Connected is the word that describes life in the 21st century. Though various factors contribute to the term connected, there's one aspect which has played a pivotal role. It's called the Web. The Web, which has made distance an irrelevant metric and blurred socio-economic boundaries, is a world in itself and we all are a part of it. The Web or Internet in particular has been a central entity in this data-driven revolution. As we have seen in our previous chapters, for most modern day problems, it is the Web/Internet (henceforth used interchangeably) that acts as a source of data. Be it e-commerce platforms or financial domain, the Internet provides us with huge amounts of data every second. There's another ocean of data within this virtual world which touches our lives at a very personal level. Social networks, or social media, is a behemoth of information and the topic for this chapter.

In the previous chapter, we covered the financial domain, where we analyzed and predicted credit risk for customers of a certain bank. We now shift gears and move into the realm of social media and see how machine learning and R empower us to uncover insights from this ocean of data.

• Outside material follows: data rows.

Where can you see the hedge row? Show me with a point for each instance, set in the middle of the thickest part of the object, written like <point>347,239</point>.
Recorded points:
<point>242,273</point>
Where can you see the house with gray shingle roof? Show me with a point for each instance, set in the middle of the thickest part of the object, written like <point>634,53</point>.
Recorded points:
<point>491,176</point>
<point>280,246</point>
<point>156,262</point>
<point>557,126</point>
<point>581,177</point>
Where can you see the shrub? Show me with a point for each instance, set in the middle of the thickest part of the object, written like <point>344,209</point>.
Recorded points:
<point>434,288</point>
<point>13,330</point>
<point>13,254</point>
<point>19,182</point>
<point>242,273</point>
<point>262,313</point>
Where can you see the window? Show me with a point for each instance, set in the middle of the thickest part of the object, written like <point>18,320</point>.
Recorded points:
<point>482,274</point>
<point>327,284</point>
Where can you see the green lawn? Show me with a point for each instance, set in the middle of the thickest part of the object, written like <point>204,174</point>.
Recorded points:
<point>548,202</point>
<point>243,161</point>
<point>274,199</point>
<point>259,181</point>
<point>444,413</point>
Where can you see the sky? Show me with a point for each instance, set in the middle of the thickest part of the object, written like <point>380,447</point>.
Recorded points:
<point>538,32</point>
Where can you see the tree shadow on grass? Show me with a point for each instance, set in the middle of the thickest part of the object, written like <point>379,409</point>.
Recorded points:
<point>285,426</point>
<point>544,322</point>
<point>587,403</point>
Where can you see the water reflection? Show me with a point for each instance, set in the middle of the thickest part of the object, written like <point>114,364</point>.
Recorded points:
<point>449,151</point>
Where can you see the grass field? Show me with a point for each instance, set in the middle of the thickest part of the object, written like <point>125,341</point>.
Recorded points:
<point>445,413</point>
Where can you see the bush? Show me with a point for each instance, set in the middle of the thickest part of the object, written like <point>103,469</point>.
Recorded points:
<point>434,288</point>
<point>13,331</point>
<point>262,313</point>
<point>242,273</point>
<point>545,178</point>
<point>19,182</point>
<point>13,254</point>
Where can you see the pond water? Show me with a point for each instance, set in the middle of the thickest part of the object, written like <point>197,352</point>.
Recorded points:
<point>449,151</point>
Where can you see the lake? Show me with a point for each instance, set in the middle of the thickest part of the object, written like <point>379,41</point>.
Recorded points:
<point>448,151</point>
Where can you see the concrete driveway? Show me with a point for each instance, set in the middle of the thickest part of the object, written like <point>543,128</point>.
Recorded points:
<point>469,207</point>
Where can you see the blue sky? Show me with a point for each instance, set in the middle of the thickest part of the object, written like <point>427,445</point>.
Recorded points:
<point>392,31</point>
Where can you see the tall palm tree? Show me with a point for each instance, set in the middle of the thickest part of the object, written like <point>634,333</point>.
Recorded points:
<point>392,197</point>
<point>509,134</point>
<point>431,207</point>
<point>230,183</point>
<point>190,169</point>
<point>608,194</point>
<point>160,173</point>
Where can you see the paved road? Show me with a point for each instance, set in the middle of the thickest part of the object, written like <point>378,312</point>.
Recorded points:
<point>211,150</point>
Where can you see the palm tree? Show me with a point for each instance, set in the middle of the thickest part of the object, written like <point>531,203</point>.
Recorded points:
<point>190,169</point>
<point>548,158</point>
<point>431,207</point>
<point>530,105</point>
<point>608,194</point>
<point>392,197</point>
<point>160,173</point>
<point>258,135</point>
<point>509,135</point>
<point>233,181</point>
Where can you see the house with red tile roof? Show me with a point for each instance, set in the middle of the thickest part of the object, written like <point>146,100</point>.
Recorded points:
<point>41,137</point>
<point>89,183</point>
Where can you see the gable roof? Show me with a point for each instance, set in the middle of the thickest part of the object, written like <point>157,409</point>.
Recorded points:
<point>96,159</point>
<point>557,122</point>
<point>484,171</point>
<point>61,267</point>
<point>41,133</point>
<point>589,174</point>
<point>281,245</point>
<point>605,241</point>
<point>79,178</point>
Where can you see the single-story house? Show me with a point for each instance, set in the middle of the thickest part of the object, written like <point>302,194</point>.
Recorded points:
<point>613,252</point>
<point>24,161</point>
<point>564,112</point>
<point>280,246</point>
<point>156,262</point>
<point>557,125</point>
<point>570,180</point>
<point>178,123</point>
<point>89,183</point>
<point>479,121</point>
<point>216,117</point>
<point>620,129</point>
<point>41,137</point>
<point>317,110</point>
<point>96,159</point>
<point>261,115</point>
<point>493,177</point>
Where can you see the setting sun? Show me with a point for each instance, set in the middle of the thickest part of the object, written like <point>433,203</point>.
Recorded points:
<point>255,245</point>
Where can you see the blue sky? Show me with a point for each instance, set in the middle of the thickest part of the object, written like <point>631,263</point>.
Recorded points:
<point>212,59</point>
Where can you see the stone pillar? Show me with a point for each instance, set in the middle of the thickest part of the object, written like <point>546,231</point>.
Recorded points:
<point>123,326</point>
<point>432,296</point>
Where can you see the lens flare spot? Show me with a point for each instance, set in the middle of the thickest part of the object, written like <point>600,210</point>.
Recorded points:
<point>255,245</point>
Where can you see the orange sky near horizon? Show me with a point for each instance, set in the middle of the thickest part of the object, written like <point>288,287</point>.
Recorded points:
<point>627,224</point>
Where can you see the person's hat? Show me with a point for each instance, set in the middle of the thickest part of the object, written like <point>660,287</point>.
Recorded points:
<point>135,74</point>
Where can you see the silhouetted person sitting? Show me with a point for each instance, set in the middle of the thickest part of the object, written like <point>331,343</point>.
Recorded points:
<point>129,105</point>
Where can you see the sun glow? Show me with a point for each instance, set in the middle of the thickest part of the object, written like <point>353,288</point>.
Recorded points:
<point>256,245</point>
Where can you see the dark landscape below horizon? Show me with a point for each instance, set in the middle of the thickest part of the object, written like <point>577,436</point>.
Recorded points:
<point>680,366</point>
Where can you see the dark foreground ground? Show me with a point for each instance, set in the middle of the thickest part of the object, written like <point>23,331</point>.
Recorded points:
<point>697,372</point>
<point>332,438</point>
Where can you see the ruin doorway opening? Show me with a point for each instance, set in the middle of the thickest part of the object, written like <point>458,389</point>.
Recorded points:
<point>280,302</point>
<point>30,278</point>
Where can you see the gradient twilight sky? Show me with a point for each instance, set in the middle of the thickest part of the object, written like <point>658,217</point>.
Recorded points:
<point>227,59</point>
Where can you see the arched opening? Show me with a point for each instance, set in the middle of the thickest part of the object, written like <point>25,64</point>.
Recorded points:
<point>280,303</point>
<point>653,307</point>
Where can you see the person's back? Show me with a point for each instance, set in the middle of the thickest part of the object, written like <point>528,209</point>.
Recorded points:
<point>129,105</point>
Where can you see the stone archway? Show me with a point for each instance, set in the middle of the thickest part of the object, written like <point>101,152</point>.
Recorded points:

In this chapter, we will cover the following topics:

We all use social networks day in and day out. There are numerous social networks catering to all sorts of ideologies and philosophies, but Facebook and Twitter (barring a couple more) have become synonymous with the term social network itself. These two social networks enjoy popularity not only because of their uniqueness and the quality of service but because of the way they enable us to interact in a very intuitive way. As we saw with recommendation engines used in e-commerce websites (see Chapter 4, Building a Product Recommendation System), social networks have existed long before Facebook, Twitter, or even the Internet.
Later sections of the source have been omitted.